The “thousand years” is an extended reign of Christ here on this earth. It’s interpreted one of three ways by Protestants:

  • Pre-millennialists believe that the thousand years will be an earthly golden age when the earth will be Christianized. Hal Lindsey (“The Late Great Planet Earth”) took this view. One problem, from the viewpoint of Catholicism, is that this implies not one but TWO comings of Christ—a “Second Coming” (at the start of the thousand years), and a “Third Coming” at the end of time.
  • Post-millennialists believe that the world is now being Christianized, and that Christ will return at the end of the thousand years.
  • The amillennial view interprets Revelation 20 symbolically and sees the millennium not as an earthly golden age in which the world will be totally Christianized, but as the present period of Christ’s rule in heaven and on the earth through his Church. This was the view of the Protestant Reformers and is still the most common view among traditional Protestants, though not among most of the newer Evangelical and Fundamentalist groups.

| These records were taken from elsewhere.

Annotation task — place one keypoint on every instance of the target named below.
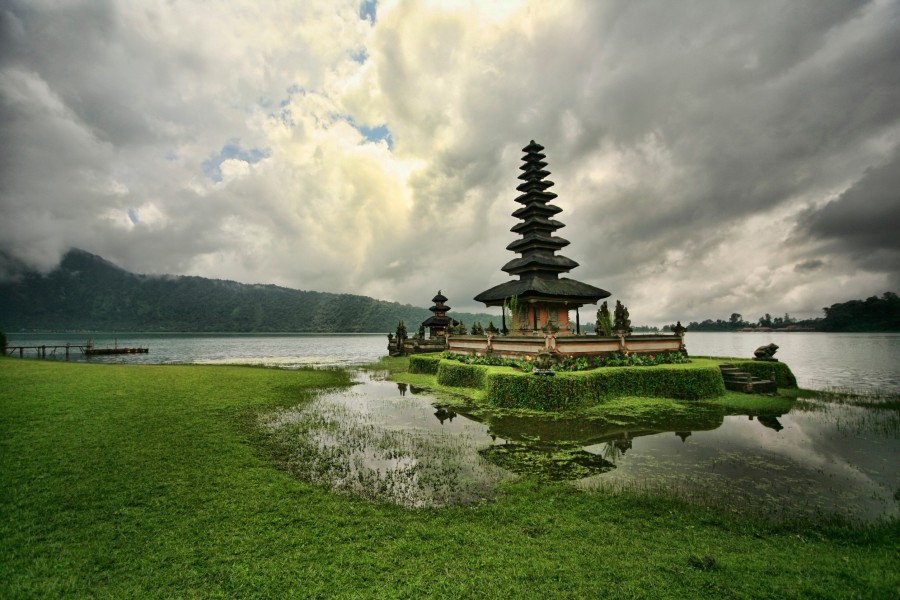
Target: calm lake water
(390, 441)
(855, 361)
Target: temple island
(536, 306)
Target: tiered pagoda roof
(538, 266)
(439, 318)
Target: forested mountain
(871, 314)
(88, 293)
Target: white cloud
(688, 143)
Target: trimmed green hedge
(426, 364)
(568, 391)
(456, 374)
(576, 390)
(765, 369)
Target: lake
(822, 361)
(388, 441)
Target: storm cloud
(709, 157)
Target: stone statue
(765, 352)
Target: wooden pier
(88, 349)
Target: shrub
(426, 364)
(459, 375)
(563, 392)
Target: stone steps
(742, 381)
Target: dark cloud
(864, 219)
(687, 141)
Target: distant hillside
(87, 292)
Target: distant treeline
(88, 293)
(871, 314)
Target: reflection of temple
(443, 414)
(543, 298)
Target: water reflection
(393, 442)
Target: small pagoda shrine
(438, 323)
(539, 300)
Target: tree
(604, 320)
(622, 321)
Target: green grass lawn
(149, 482)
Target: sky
(709, 157)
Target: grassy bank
(145, 481)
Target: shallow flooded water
(387, 441)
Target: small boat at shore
(90, 350)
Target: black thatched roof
(436, 321)
(539, 266)
(573, 292)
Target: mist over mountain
(86, 292)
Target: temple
(540, 300)
(438, 323)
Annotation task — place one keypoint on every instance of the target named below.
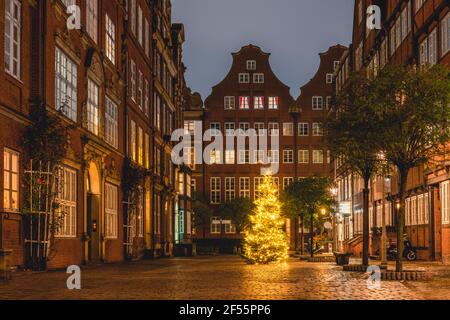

So What Does the Catholic Church Teach About the Rapture?

Well, for starters, Catholics don’t talk about it. In fact, most Protestants (including the Reformers) through history have not adhered to millennialist theology, and so have been “amillennial.” The Catholic Church officially rejected the pre-millennial position in the 1940s, when the Holy Office ruled that it “cannot safely be taught.” Before that time, St. Augustine was “amillennial” in that he taught, following the consistent understanding of the Church, that Jesus would return not twice, but only once at the end of time.

Although Catholics do not use the term “Rapture,” they do believe that we will be gathered together to be with Christ. This will happen at the “Last Judgment.”